Challenge such interventions with the greatest possible vigour, and let consumers decide for themselves!
1.) Battery companies are spending millions of dollars to knock H2
because it works longer, better, faster and cheaper than batteries! Most of the people writing these screaming anti-H2 articles are battery company shills or have investments there. H2 does beat batteries on every front so the should be SCARED!
2.) The steel unions hate H2 because H2 cars don’t use steel. Steel is
too hard to afford any more so nobody will use it in any case.
3.) Activists hate H2 because they think it can only be made by the oil
companies and they hate the oil companies. This is a falsehood created by the battery and steel guys.

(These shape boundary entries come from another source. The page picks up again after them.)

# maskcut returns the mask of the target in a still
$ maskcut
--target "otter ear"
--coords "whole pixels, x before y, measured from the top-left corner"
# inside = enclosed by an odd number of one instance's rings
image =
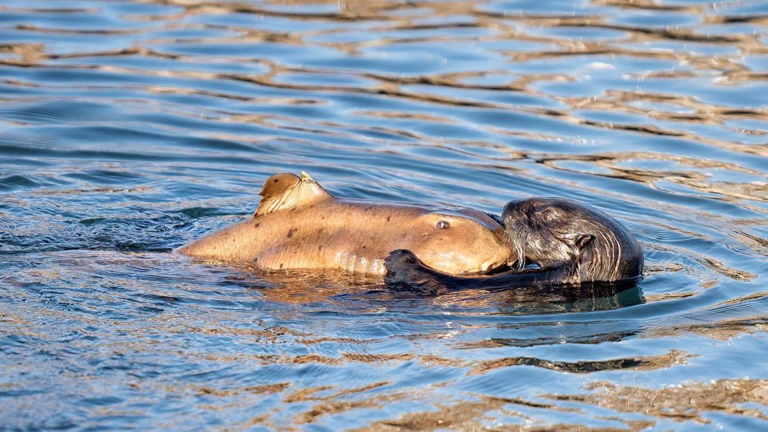
[[[573,234],[568,234],[565,236],[565,239],[572,246],[581,249],[588,245],[590,242],[594,239],[594,236],[592,236],[591,234],[585,234],[584,232],[575,232]]]
[[[581,249],[584,249],[584,246],[588,245],[590,242],[594,239],[594,236],[592,236],[591,234],[579,234],[576,237],[576,241],[574,242],[574,244],[576,245],[576,247]]]
[[[254,217],[330,197],[317,182],[303,171],[301,172],[301,178],[290,173],[272,176],[264,182],[259,195],[262,196],[261,203],[256,209]]]

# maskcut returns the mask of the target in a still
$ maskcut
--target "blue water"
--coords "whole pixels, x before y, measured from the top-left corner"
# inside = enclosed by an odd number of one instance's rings
[[[0,5],[0,428],[768,427],[768,3]],[[563,196],[612,297],[399,299],[174,254],[305,170]]]

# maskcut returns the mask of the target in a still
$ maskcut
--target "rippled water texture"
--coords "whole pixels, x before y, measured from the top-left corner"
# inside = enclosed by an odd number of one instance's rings
[[[768,3],[0,4],[0,428],[768,427]],[[393,298],[171,252],[304,170],[571,197],[646,279]]]

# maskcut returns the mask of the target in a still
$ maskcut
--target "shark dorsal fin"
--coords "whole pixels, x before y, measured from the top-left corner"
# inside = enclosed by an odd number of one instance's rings
[[[256,209],[254,217],[332,198],[323,186],[303,171],[300,178],[290,173],[272,176],[264,182],[259,195],[262,196],[261,203]]]

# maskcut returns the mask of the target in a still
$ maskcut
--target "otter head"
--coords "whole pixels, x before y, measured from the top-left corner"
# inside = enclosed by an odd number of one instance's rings
[[[517,259],[502,226],[472,209],[424,213],[405,236],[402,249],[425,265],[452,275],[487,272]]]
[[[564,198],[510,201],[502,213],[520,268],[525,259],[542,269],[565,270],[565,283],[637,280],[643,252],[623,225]]]
[[[256,209],[253,217],[331,197],[323,186],[303,171],[301,172],[301,177],[290,173],[272,176],[264,182],[259,195],[261,195],[261,203]]]

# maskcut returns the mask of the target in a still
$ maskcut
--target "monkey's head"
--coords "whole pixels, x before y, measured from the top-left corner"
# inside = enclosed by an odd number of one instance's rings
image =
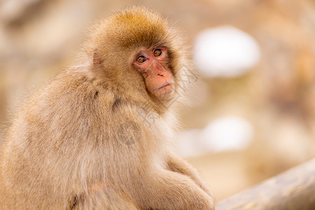
[[[118,91],[160,102],[176,94],[183,48],[163,17],[143,7],[122,10],[96,25],[91,41],[94,71]]]

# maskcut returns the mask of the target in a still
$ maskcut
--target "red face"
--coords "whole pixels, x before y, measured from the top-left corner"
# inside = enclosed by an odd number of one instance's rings
[[[133,64],[144,78],[146,89],[158,99],[168,98],[174,92],[174,80],[167,64],[167,50],[143,50]]]

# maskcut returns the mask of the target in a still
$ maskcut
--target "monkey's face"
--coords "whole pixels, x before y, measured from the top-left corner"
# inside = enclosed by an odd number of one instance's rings
[[[167,48],[142,48],[136,53],[132,65],[143,77],[147,91],[159,100],[174,93],[174,81],[168,68]]]

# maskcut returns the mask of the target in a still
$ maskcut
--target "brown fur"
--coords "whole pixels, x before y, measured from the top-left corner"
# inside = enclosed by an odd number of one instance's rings
[[[188,64],[176,36],[144,8],[96,25],[84,62],[17,114],[1,153],[2,209],[213,209],[195,169],[172,153],[176,105],[150,95],[130,64],[136,49],[166,46],[178,79]],[[146,123],[148,112],[158,117]]]

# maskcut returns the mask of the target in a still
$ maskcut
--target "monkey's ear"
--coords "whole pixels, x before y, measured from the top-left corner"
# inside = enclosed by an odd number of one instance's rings
[[[103,63],[103,60],[101,57],[101,54],[99,53],[99,50],[95,50],[94,51],[93,54],[93,66],[95,68],[100,68],[102,67],[102,64]]]

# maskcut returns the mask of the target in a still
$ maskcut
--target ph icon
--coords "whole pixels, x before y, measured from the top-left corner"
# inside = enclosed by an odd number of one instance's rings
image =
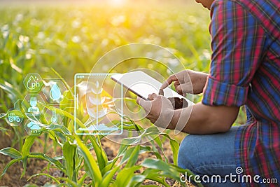
[[[23,81],[23,83],[29,92],[38,92],[43,85],[42,78],[37,73],[28,74]]]

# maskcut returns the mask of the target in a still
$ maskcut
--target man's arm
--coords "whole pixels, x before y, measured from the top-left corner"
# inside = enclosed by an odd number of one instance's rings
[[[189,134],[214,134],[228,131],[236,120],[239,107],[207,106],[200,102],[192,106],[174,111],[171,129]],[[186,121],[184,116],[190,115]]]
[[[190,134],[213,134],[230,130],[234,122],[239,107],[206,106],[196,104],[179,110],[174,110],[170,102],[156,94],[149,96],[150,101],[137,97],[147,113],[146,118],[155,125],[176,129]]]

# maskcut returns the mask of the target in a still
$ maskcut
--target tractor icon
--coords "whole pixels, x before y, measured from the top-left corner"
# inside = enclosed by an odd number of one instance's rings
[[[8,120],[10,123],[16,121],[18,123],[20,122],[20,118],[18,116],[15,116],[15,113],[10,113],[8,116]]]

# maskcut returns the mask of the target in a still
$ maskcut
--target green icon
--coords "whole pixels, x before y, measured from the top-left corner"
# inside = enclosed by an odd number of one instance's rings
[[[12,127],[17,127],[23,120],[23,114],[18,109],[10,109],[7,111],[7,116],[5,120]]]
[[[28,123],[27,127],[29,129],[29,130],[26,129],[29,135],[39,134],[41,132],[41,127],[39,126],[39,125],[33,121]]]
[[[8,119],[10,123],[13,122],[20,122],[20,118],[15,114],[15,113],[10,113],[8,115]]]
[[[37,73],[28,74],[23,83],[29,92],[39,92],[43,85],[42,78]]]

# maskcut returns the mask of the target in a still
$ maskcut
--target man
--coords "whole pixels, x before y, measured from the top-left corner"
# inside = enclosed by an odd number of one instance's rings
[[[178,165],[202,177],[221,177],[218,183],[200,178],[206,186],[279,186],[280,1],[196,1],[211,10],[210,73],[186,70],[162,88],[174,82],[183,95],[203,92],[202,102],[174,110],[156,94],[137,102],[156,125],[191,134],[180,146]],[[248,121],[232,127],[242,105]]]

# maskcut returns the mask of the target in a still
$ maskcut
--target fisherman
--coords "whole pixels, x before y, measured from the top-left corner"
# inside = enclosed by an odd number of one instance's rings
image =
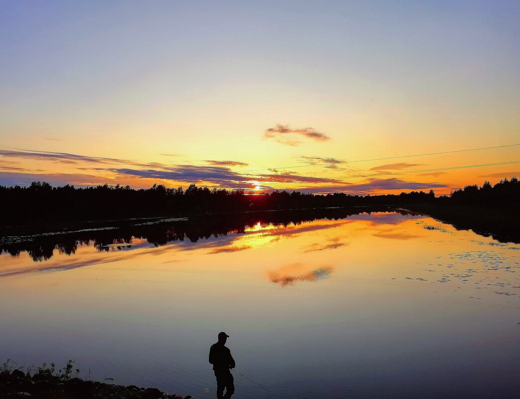
[[[213,365],[213,371],[217,379],[217,399],[230,399],[235,393],[233,375],[229,371],[229,369],[235,368],[235,359],[231,355],[229,348],[224,346],[229,336],[224,331],[219,332],[218,342],[210,348],[210,363]]]

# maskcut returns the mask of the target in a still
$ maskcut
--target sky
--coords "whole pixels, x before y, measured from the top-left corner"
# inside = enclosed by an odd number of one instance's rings
[[[0,185],[520,177],[520,3],[0,0]]]

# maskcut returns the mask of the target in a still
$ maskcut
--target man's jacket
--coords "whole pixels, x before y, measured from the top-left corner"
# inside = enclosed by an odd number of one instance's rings
[[[231,355],[231,351],[218,342],[210,348],[210,363],[213,365],[213,370],[227,370],[235,368],[235,359]]]

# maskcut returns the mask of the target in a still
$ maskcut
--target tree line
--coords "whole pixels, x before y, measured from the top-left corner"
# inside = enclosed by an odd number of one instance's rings
[[[250,195],[243,190],[210,189],[195,184],[186,189],[157,184],[150,188],[134,189],[128,186],[107,184],[53,187],[48,183],[34,182],[28,187],[0,186],[0,205],[3,211],[0,224],[417,203],[503,207],[508,203],[518,203],[519,199],[520,184],[516,177],[504,179],[494,186],[489,182],[482,187],[466,186],[449,196],[440,197],[436,197],[433,190],[374,196],[343,192],[324,195],[285,190]]]

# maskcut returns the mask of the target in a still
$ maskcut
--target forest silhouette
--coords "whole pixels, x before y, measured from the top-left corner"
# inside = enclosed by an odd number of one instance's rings
[[[100,198],[108,201],[119,199],[118,203],[121,204],[125,212],[131,212],[132,207],[137,206],[132,199],[138,199],[151,201],[148,205],[151,210],[153,210],[153,204],[158,203],[168,216],[177,214],[189,217],[141,220],[130,213],[126,214],[134,217],[118,220],[114,216],[121,213],[94,212],[87,214],[95,215],[100,219],[104,216],[112,220],[69,223],[66,229],[63,225],[56,225],[54,229],[48,224],[4,226],[3,234],[0,235],[4,236],[0,237],[0,253],[5,252],[17,256],[27,251],[34,261],[41,262],[52,257],[55,249],[61,253],[71,254],[83,244],[92,244],[100,251],[108,251],[114,248],[122,249],[131,245],[134,239],[140,239],[159,247],[175,241],[197,242],[202,239],[243,234],[248,227],[258,223],[262,226],[272,223],[287,226],[318,219],[337,220],[363,213],[397,212],[406,215],[410,211],[436,217],[459,230],[471,229],[503,242],[520,243],[518,211],[517,208],[511,207],[512,204],[518,203],[519,187],[520,183],[513,178],[511,181],[502,181],[494,186],[487,182],[481,187],[476,185],[467,186],[454,191],[450,197],[435,197],[431,191],[366,197],[337,193],[317,196],[287,191],[248,196],[243,191],[210,190],[194,185],[186,191],[171,190],[160,186],[139,190],[106,186],[78,189],[71,186],[53,188],[45,183],[34,183],[26,188],[1,187],[4,192],[9,193],[11,201],[15,201],[16,198],[19,199],[19,210],[10,214],[15,216],[29,206],[22,204],[31,203],[30,198],[32,203],[39,204],[31,208],[33,212],[45,212],[44,210],[48,209],[46,207],[48,207],[56,212],[56,217],[70,214],[69,212],[78,206],[77,202],[74,203],[74,207],[62,202],[63,209],[60,209],[51,200],[55,198],[62,199],[64,192],[68,193],[69,198],[75,196],[79,202],[97,198],[97,202],[94,201],[96,205],[84,205],[90,212],[96,210],[96,206],[101,206]],[[96,195],[99,196],[96,197]],[[2,198],[5,197],[3,195]],[[168,208],[168,205],[172,208]],[[170,212],[167,212],[168,209]],[[236,213],[230,215],[229,212],[233,211]],[[196,212],[198,214],[193,214]],[[34,239],[36,237],[37,239]]]
[[[274,191],[250,195],[243,190],[197,187],[191,184],[168,188],[154,184],[150,188],[107,184],[75,187],[53,187],[33,182],[29,187],[0,186],[0,205],[4,210],[0,227],[23,224],[99,221],[154,216],[183,216],[287,209],[350,207],[379,205],[435,204],[443,208],[474,205],[505,208],[520,200],[520,183],[516,177],[492,186],[466,186],[450,196],[436,197],[434,191],[411,191],[399,195],[351,195],[334,192],[326,195],[297,191]]]

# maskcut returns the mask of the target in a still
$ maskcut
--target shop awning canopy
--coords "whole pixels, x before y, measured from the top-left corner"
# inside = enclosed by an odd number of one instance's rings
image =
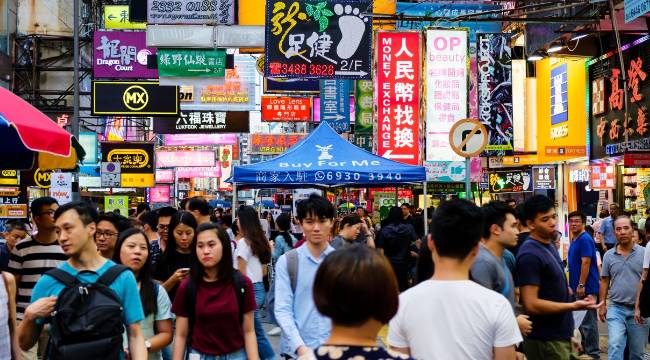
[[[424,167],[369,153],[322,123],[272,160],[235,166],[229,182],[244,187],[299,188],[385,186],[425,180]]]

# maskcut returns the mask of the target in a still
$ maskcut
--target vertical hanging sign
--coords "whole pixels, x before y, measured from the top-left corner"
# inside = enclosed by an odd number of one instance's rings
[[[449,130],[467,118],[467,32],[427,30],[427,161],[462,161],[449,145]]]
[[[320,81],[320,119],[339,134],[350,131],[350,82]]]
[[[487,156],[513,153],[510,39],[510,34],[478,34],[478,111],[489,134]]]
[[[419,32],[377,33],[377,154],[420,163]]]

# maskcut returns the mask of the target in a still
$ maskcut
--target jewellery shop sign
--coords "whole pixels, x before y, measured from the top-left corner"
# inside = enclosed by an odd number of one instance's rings
[[[626,82],[618,59],[611,56],[589,64],[591,159],[650,150],[650,41],[623,52]]]

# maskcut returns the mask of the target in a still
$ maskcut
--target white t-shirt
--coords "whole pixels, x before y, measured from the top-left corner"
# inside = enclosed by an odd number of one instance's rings
[[[523,339],[508,300],[469,280],[427,280],[400,295],[388,343],[415,359],[492,359]]]
[[[246,243],[245,238],[241,238],[237,242],[237,251],[235,251],[235,254],[237,254],[237,258],[246,260],[246,276],[251,279],[251,282],[253,284],[262,282],[262,264],[260,263],[260,259],[253,255],[253,250]],[[235,262],[235,268],[239,269],[239,261]]]

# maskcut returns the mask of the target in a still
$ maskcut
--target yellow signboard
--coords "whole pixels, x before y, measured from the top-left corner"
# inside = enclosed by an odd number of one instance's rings
[[[146,29],[146,22],[129,21],[128,5],[104,5],[105,29]]]

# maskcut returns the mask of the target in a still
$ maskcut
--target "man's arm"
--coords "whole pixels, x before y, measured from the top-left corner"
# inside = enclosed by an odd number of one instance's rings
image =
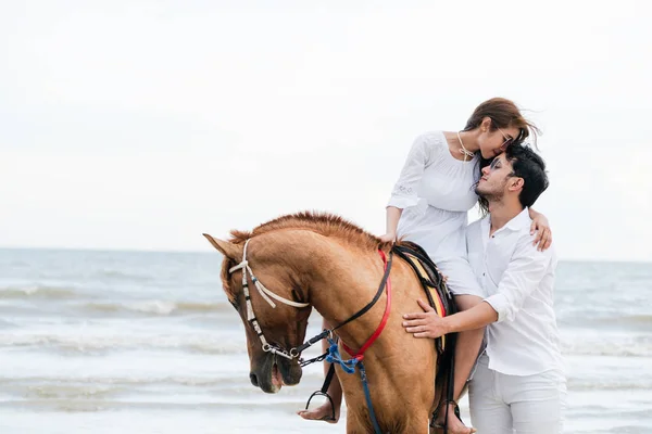
[[[403,327],[415,337],[439,337],[443,334],[479,329],[492,322],[513,321],[525,299],[535,291],[552,258],[551,250],[537,251],[531,235],[522,237],[507,269],[498,285],[498,292],[468,310],[439,318],[427,303],[418,301],[424,312],[408,314]]]
[[[485,298],[498,312],[498,322],[514,320],[525,299],[539,288],[548,271],[552,248],[539,252],[532,245],[532,238],[524,234],[518,239],[510,265],[498,284],[498,292]]]

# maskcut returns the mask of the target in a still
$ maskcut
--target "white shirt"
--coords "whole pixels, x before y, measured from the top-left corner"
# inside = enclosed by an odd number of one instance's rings
[[[449,276],[456,293],[478,293],[466,258],[467,212],[476,204],[478,157],[467,162],[451,155],[443,132],[416,138],[388,206],[403,209],[397,234],[421,245]]]
[[[490,216],[466,231],[468,260],[485,293],[485,302],[498,312],[487,327],[489,369],[509,375],[564,371],[553,309],[554,246],[537,251],[530,235],[528,209],[491,237]]]

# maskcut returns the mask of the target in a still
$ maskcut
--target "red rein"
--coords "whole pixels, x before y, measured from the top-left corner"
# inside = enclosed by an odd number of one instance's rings
[[[378,250],[378,254],[383,258],[383,265],[384,265],[383,270],[386,271],[387,270],[387,256],[385,255],[385,253],[381,250]],[[385,326],[387,324],[387,320],[389,319],[389,311],[391,310],[391,277],[389,277],[389,276],[387,277],[386,286],[387,286],[387,303],[385,304],[385,314],[383,315],[380,324],[378,326],[378,328],[376,329],[374,334],[372,334],[372,336],[362,345],[360,350],[358,350],[358,353],[355,353],[355,354],[354,354],[353,349],[351,349],[349,346],[347,346],[347,344],[344,344],[342,342],[342,347],[347,350],[347,353],[349,353],[353,358],[355,358],[358,360],[362,360],[364,358],[364,352],[366,352],[369,348],[369,346],[372,346],[372,344],[374,342],[376,342],[378,336],[380,336],[380,333],[383,333],[383,330],[385,329]]]

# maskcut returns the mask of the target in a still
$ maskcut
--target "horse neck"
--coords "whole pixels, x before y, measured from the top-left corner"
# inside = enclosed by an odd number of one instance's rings
[[[310,248],[310,247],[309,247]],[[336,327],[352,317],[373,298],[383,279],[384,263],[378,252],[327,239],[308,255],[310,299],[313,307]],[[378,327],[386,298],[365,315],[338,330],[349,345],[361,345]]]

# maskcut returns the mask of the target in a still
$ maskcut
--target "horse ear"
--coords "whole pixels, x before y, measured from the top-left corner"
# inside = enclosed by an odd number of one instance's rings
[[[213,244],[213,247],[217,248],[220,253],[222,253],[224,256],[235,260],[240,260],[240,258],[242,257],[241,246],[234,243],[229,243],[228,241],[214,239],[208,233],[203,233],[203,235],[206,238],[206,240],[209,240],[211,244]]]

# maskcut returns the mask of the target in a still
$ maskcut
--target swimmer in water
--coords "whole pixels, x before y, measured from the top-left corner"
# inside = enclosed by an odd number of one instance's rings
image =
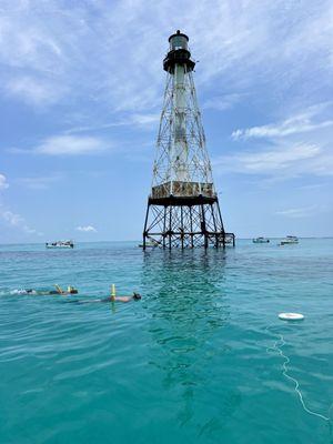
[[[56,290],[49,290],[49,291],[28,289],[28,290],[24,290],[21,294],[48,296],[48,295],[52,295],[52,294],[68,295],[68,294],[78,294],[79,293],[78,290],[74,289],[72,285],[69,285],[67,287],[67,291],[62,290],[61,286],[58,284],[56,284],[54,286],[56,286]]]
[[[139,301],[141,299],[141,294],[133,292],[131,296],[115,296],[115,295],[110,295],[108,297],[103,299],[92,299],[90,301],[68,301],[68,302],[77,302],[78,304],[93,304],[98,302],[130,302],[130,301]]]

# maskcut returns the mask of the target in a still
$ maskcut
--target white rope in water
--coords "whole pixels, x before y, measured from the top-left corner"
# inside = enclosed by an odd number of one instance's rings
[[[269,329],[270,329],[270,327],[266,327],[268,331],[269,331]],[[271,332],[271,333],[273,333],[273,332]],[[283,345],[285,345],[284,337],[283,337],[283,335],[280,334],[280,333],[273,333],[273,334],[275,334],[276,336],[280,336],[280,339],[279,339],[278,341],[274,342],[273,346],[266,347],[266,352],[269,353],[270,350],[273,350],[274,352],[278,352],[279,355],[280,355],[281,357],[284,359],[284,362],[283,362],[283,364],[282,364],[282,369],[283,369],[282,374],[283,374],[283,376],[285,376],[287,380],[292,381],[292,382],[295,384],[294,390],[295,390],[295,392],[297,393],[297,395],[299,395],[299,397],[300,397],[302,407],[303,407],[304,411],[305,411],[306,413],[309,413],[310,415],[317,416],[317,417],[320,417],[320,418],[322,418],[322,420],[324,420],[324,421],[330,422],[331,420],[330,420],[329,416],[322,415],[321,413],[313,412],[312,410],[310,410],[310,408],[305,405],[305,402],[304,402],[304,400],[303,400],[302,392],[301,392],[301,390],[300,390],[300,383],[299,383],[299,381],[295,380],[294,377],[292,377],[292,376],[287,373],[287,372],[289,372],[287,364],[290,363],[290,359],[289,359],[289,357],[283,353],[283,351],[281,350],[281,349],[283,347]],[[330,412],[330,411],[331,411],[331,407],[329,408],[329,412]]]

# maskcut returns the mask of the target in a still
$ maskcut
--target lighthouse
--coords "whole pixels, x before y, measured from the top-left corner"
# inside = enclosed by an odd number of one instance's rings
[[[234,234],[224,230],[213,183],[194,67],[189,38],[176,31],[169,38],[163,60],[167,84],[143,229],[144,250],[234,245]]]

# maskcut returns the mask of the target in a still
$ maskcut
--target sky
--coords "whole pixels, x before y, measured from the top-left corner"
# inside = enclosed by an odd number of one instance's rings
[[[0,243],[140,240],[180,29],[226,231],[333,235],[333,3],[0,0]]]

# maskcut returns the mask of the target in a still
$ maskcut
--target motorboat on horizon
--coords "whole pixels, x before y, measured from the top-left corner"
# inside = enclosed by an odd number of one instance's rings
[[[260,236],[260,238],[252,239],[252,242],[253,243],[269,243],[270,240],[269,240],[269,238]]]
[[[294,245],[299,243],[299,238],[293,235],[287,235],[280,242],[280,245]]]

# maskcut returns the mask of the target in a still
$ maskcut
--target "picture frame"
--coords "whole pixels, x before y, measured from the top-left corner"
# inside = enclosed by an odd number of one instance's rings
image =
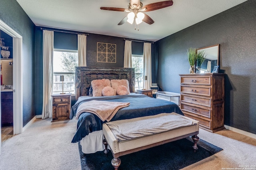
[[[212,70],[213,73],[218,73],[219,72],[219,66],[214,66]]]

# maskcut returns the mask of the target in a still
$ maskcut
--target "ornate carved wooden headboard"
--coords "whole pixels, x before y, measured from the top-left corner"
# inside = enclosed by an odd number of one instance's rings
[[[88,95],[91,82],[94,80],[126,79],[130,91],[134,93],[135,76],[134,68],[76,67],[76,100],[81,96]]]

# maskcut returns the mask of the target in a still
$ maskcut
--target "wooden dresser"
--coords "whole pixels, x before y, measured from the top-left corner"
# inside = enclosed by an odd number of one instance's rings
[[[180,74],[180,109],[212,132],[224,127],[225,74]]]
[[[138,94],[145,94],[150,97],[150,98],[153,97],[153,90],[152,89],[146,89],[146,90],[137,90]]]
[[[70,120],[71,93],[54,94],[52,97],[52,121]]]

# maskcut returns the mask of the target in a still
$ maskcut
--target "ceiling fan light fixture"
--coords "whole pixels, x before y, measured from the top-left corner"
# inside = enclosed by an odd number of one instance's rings
[[[142,20],[140,20],[139,18],[136,18],[136,19],[135,19],[135,21],[136,22],[136,24],[137,25],[138,25],[142,22]]]
[[[128,19],[127,20],[127,22],[128,22],[131,24],[132,24],[132,23],[133,23],[133,21],[134,21],[134,19],[131,19],[131,20]]]
[[[142,12],[140,12],[137,14],[137,18],[139,19],[139,20],[142,20],[144,19],[145,17],[145,14]]]
[[[127,17],[128,17],[128,20],[134,20],[134,17],[135,16],[135,14],[133,12],[131,12],[128,14]]]

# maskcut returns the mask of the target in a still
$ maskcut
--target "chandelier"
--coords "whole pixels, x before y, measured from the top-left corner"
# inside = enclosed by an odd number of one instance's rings
[[[0,38],[0,47],[2,49],[1,50],[1,55],[3,57],[3,59],[8,59],[10,55],[10,52],[8,51],[9,47],[5,47],[5,43],[3,41],[3,38]]]

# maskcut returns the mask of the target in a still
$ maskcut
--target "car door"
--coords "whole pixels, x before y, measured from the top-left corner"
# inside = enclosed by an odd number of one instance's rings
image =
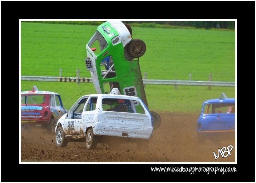
[[[153,130],[151,118],[149,112],[142,105],[141,101],[114,98],[103,99],[102,101],[103,121],[105,123],[106,134],[149,138]],[[134,102],[138,104],[136,108],[138,106],[141,107],[139,113],[136,109]],[[110,110],[107,108],[109,108],[107,107],[108,105],[111,106]]]
[[[93,126],[93,123],[98,121],[98,110],[97,110],[97,97],[91,96],[88,98],[85,104],[84,112],[82,114],[83,124],[82,125],[84,130],[88,127]]]
[[[63,129],[67,135],[84,135],[82,122],[82,114],[88,96],[81,98],[72,107],[63,124]]]

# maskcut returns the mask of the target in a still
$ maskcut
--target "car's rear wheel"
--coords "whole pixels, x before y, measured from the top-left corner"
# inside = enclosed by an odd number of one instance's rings
[[[47,125],[48,133],[51,134],[55,134],[55,127],[56,126],[56,124],[54,121],[54,120],[52,118],[51,118],[50,122]]]
[[[156,129],[161,124],[161,117],[159,114],[155,112],[150,112],[152,117],[153,118],[153,127],[154,129]]]
[[[55,143],[57,146],[66,147],[68,144],[68,141],[65,137],[65,133],[62,127],[59,127],[57,129],[55,136]]]
[[[131,34],[131,36],[132,36],[132,28],[131,28],[131,26],[127,24],[125,24],[125,23],[124,23],[124,25],[125,26],[126,28],[127,28],[127,29],[128,29],[128,30],[130,32],[130,34]]]
[[[94,148],[96,142],[93,134],[93,131],[91,128],[89,128],[86,133],[85,137],[85,144],[86,148],[88,149],[92,149]]]
[[[143,41],[135,39],[128,44],[127,49],[128,53],[132,57],[138,58],[144,54],[146,48],[146,44]]]

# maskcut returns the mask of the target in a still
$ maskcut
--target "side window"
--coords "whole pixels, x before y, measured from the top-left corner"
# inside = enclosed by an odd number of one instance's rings
[[[118,88],[120,90],[120,86],[119,83],[115,81],[111,82],[104,82],[103,83],[103,90],[104,93],[106,94],[109,93],[112,89],[114,88]]]
[[[134,103],[137,104],[136,107]],[[139,102],[127,99],[104,98],[102,100],[102,110],[105,111],[145,114]]]
[[[112,56],[110,56],[105,57],[100,64],[102,78],[111,78],[116,76]]]
[[[55,101],[56,103],[56,106],[60,106],[60,96],[56,95],[55,96]]]
[[[108,46],[108,44],[105,38],[97,31],[89,41],[88,46],[92,50],[93,49],[95,49],[94,52],[97,55]]]
[[[206,104],[203,106],[203,114],[208,115],[212,113],[212,105],[211,103]]]
[[[96,105],[97,103],[97,97],[91,97],[89,99],[85,107],[85,111],[95,111],[96,108]]]
[[[45,102],[45,96],[42,95],[26,95],[21,97],[21,104],[41,104]]]
[[[81,119],[82,113],[88,98],[83,98],[73,108],[72,112],[71,119]]]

4.) Oil companies hate H2 because it is so much better than oil but they
only get to hate it unto 2030 when the affordable oil runs out. Then they know they must love it because H2 energy will be all that is left. The Oil industry is dismayed that H2 is coming on so fast and they are trying to slow it down even more.
5.) Other alternative energy interests hate it because it is getting all
of the funding because the polita-nomics are better with H2 than ANYTHING ELSE ON EARTH.
We have made hydrogen at home with free energy. If the gasoline in your car blows up it will do a VAST AMOUNT more death and damage than H2 ever will.
You are driving a MOLOTOV COCKTAIL. In 2030 oil is GONE and there is NO OTHER OPTION that can be delivered world-wide in time but H2!